An der Universität Potsdam beschäftigt sich ein Team um den Biologie-Professor Ralph Tiedemann mit Nilhechten. Mit Hilfe der fast ausnahmslos im afrikanischen Kongobecken beheimateten, nachtaktiven, elektrischen und mit einem im Verhältnis zum Körper langen Rüssel ausgestatteten Fische wollen die Wissenschaftler auf schwierige Fragen der Evolutionsbiologie Antworten finden. Im Mittelpunkt ihres Interesses stehen Geheimnisse einer eher ungewöhnlichen Artbildung. Schritt für Schritt kommen sie ihr auf die Spur.

"Uns interessiert vor allem die Frage", so Tiedemann, "ob sich neue Arten nur dann bilden können, wenn eine Ursprungsart in zwei Gebiete geteilt wird, oder ob es auch möglich ist, dass an einem Ort durch unterschiedliche Anpassungen mehrere Arten entstehen". Der Uni-Biologe und seine Mitarbeiter konzentrieren sich in ihren Forschungen vor allem auf die elektrischen Impulse der Nilhechte. Denn vermutlich dienen diese unterschiedlichen Zwecken.

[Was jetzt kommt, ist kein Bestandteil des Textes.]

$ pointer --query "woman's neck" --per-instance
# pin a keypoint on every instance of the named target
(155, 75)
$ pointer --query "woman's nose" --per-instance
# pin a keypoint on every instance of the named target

Während inzwischen unstrittig ist, dass die Tiere diese Impulse zur Orientierung nutzen, konzentrieren sich die Forscher gegenwärtig auf die Klärung der Ursache von völlig unterschiedlichen Entladungsformen, wie sie bei auf den ersten Blick sehr gleich aussehenden Fischen im Kongobecken beobachtet wurden. Sie vermuten, dass unterschiedliche Arten dahinter stecken. Dafür gibt es konkrete Anhaltspunkte.Zudem hat gerade eine Versuchsreihe begonnen, die diese Annahme stärken soll.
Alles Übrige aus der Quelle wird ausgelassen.